In response to the letter, Hatch called on the Treasury Inspector General for Tax Administration, J. Russell George, to examine the use of the tax credits, noting that the 710,000 people had probably received more than $2.4 billion in Advanced Premium Tax Credit payments.

In a letter to Inspector General George, Hatch reiterated his ongoing concern regarding the integrity of APTC payments and outlined his request for an examination of a large sample of individuals who received a government subsidy and failed to submit a tax return.

“A critical element in safeguarding the integrity of insurance subsidies is the reconciliation process that occurs when taxpayers file their tax returns and reconcile subsidies received versus the amount they were in fact due,” Hatch wrote Monday in a letter to George. “While it is likely that not all of these are fraudulent, because of the Marketplace’s lax integrity controls there is reason to believe that a significant portion could be.”

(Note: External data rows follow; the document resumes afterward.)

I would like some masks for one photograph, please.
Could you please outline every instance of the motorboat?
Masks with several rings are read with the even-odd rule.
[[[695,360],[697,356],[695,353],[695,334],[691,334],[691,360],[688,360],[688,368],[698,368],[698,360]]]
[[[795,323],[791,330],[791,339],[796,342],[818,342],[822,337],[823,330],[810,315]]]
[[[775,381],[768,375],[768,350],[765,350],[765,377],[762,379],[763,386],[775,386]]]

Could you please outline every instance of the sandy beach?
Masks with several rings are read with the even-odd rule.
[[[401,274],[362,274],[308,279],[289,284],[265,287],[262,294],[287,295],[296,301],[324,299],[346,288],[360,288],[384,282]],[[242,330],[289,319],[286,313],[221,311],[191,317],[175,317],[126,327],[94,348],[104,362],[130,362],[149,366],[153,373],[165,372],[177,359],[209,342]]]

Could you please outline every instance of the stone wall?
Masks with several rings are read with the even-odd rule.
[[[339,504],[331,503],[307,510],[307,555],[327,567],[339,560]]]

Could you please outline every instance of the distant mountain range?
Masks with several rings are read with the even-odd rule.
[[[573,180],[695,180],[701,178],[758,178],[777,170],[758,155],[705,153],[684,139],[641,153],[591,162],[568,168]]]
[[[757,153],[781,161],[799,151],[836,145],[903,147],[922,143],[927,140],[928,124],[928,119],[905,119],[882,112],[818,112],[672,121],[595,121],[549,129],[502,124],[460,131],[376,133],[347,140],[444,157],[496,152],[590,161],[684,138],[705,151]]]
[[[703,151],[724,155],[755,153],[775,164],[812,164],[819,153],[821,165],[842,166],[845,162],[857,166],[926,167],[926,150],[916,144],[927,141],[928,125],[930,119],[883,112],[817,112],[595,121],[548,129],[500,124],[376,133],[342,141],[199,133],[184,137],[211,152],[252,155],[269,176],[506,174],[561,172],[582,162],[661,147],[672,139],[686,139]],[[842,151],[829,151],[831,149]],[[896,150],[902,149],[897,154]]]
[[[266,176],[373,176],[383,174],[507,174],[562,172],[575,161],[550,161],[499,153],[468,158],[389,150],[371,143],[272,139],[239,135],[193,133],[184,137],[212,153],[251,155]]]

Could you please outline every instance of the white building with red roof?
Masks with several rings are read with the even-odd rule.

Hatch’s letter comes on the heels of a Senate Finance Committee hearing that included testimony from an official with the Government Accountability Office who found as part of an undercover investigation that the federal exchange approved 11 out of 12 telephone and online applications for fictitious applicants (see Fake Applicants Received Tax Credits for Health Insurance). As a result, the federal government paid $2,500 per month, or $30,000 per year, in credits for insurance policies for these fictitious individuals.